Only those privileged to have balconies looking out across at the factory like Robin Goodhart, who captured these images, can see the work in progress with the site closed off to the public and very little visible from its roadside frontage.
But for so many people, the building will always remain part of the heritage of Norwich and to see it painstakingly taken apart is a painful reminder of the city’s loss. And for the hundreds who lost their jobs when the factory closed, it’s also a reminder of the personal cost too.
Mr Goodhart, 42, an engineer, has a corner apartment in Patricia Hollis House, Geoffrey Watling Way. From his balcony view you can clearly see the factory now with some broken windows, which once would have looked in on the tour de force which drove the economy of Norwich. Mr Goodhart’s been watching as scaffolding was put up and cranes arrived removing items such as large power units, once part of the production line. “At night-time, the silo is all lit up and looks really cool,” he said. “It also looks great when the mists roll in along the river and on sunny days with little fluffy clouds.

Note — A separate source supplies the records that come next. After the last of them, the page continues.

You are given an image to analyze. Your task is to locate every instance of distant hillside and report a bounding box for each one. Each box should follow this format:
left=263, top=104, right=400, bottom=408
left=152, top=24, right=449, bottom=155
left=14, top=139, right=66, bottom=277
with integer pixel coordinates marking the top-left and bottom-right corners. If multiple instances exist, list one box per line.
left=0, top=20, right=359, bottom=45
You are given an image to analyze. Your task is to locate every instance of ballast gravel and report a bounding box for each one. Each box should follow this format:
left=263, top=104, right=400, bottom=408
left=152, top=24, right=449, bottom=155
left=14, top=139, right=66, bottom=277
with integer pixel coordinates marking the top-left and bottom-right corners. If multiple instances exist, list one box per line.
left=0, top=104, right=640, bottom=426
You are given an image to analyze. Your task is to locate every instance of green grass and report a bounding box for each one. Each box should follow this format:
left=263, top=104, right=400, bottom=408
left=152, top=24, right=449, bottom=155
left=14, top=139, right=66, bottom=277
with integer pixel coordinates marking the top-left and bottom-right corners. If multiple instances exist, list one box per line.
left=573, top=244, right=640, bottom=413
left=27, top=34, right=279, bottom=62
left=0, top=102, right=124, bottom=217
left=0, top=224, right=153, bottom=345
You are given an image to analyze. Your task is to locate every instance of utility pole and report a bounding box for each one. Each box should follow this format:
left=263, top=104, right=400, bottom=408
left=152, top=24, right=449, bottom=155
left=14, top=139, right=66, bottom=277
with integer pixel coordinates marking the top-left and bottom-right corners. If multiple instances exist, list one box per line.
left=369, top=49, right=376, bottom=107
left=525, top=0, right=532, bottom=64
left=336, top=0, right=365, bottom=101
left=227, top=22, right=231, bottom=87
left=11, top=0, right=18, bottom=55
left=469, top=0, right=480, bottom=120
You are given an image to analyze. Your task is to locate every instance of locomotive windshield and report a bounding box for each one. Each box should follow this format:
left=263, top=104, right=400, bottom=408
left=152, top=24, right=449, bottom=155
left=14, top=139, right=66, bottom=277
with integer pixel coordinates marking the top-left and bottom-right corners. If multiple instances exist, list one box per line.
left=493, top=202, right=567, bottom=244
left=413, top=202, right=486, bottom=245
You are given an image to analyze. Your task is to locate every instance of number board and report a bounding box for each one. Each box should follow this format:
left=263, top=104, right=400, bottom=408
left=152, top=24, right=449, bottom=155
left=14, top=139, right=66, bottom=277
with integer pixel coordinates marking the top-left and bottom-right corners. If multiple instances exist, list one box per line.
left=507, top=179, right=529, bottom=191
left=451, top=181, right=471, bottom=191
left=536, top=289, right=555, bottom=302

“There’s a tower in the middle and brickwork that looks really old. They seem to be emptying parts of the warehouses, I thought I’d take photos because it’s part of Norwich’s history.”
The site, which was owned by Unilever, is earmarked for up to 4,000 homes as part of a 120 acre, £25m blueprint on how a city can recover from lockdown with Norwich City Council hoping to work with private firms.
This newspaper asked Norwich City Council leader Alan Waters for a comment.